Sony revealed some of the history of the PlayStation VR2 headset and controllers, and shared images of prototypes.
PSVR 2's development began in late 2016, Sony says, right after it shipped the original PlayStation VR for PS4. The headset finally launched earlier this year after more than six years.
One of PSVR 2's unique features is the in-headset vibration motor. To prototype this, Sony says its engineers took the vibration motor out of a DualShock 4 gamepad and placed it into an early PSVR 2 prototype, finding that it increased the immersion.
While the original PSVR used the PS4 Camera bar to track visible light strips on the headset, PlayStation VR2 features has onboard inside-out tracking instead, via four black & white fisheye cameras positioned in the corners. You can also see the real world around you at any time using these cameras.
But before building inside-out tracking, Sony initially experimented with using infrared LEDs (invisible to the eye) on the headset, tracked by an external camera - the approach the original Oculus Rift used - and a single frontal camera for 2D camera passthrough.
Sony soon decided on onboard inside-out tracking instead though, and built a number of prototypes to find the ideal position for the four tracking cameras. But this wasn't just a task for the engineers - Sony says it worked closely with PlayStation Studios to gain feedback on which range of hand movements were most important to be able to consistently track.
As well as developing a new headset, Sony knew it had to develop made-for-VR controllers, rather than keep using the PlayStation Move controller from 2010 that the original PSVR leveraged as a tracked VR controller.
Sony says PSVR 2 Sense controller development also started in 2016, and its team went through many iterations as they didn't initially have a clear idea of exactly what kind of controller they wanted to build.
One of the earliest prototypes focused on incorporating thumbsticks and grip triggers, offering a trigger for each individual finger. It was still tracked by a PlayStation Move orb stuck on the end.
But as Sony decided to move the positional tracking onboard the headset, it also moved to incorporate IR LEDs into the controller to be tracked by the headset's cameras.
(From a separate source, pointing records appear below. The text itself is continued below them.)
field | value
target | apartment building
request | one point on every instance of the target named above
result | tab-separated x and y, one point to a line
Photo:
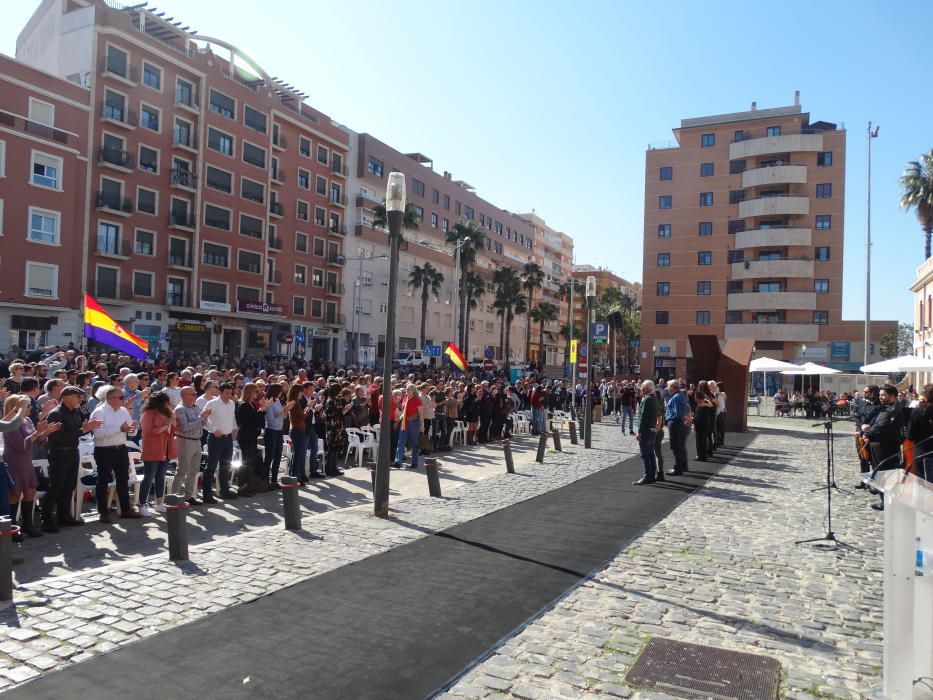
440	202
43	190
744	232
217	196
The earliest prototypes placed these directly on the handle to test the concept, but Sony then moved to using tracking rings instead.
But Sony eventually settled on the current orb design, finding it more optimal for tracking at all angles.
PlayStation VR2 has been on the market for five months. In our review we called it "a major step for console VR, bridging the gap for those who want high-end features in a package that’s easier to manage than a PC VR setup", and in our technical analysis we hailed its breathtaking colors and stunning contrast while criticizing its slightly noisy image.
While an early report claimed slow uptake, Sony revealed in May it had actually sold 600,000 units in the first six weeks, outpacing the original PSVR.
With PlayStation 5 console stock finally readily available and major titles like Firewall Ultra, the Resident Evil 4 Remake, and Aces of Thunder on the horizon, Sony could be gearing up for its biggest VR holiday season yet later this year.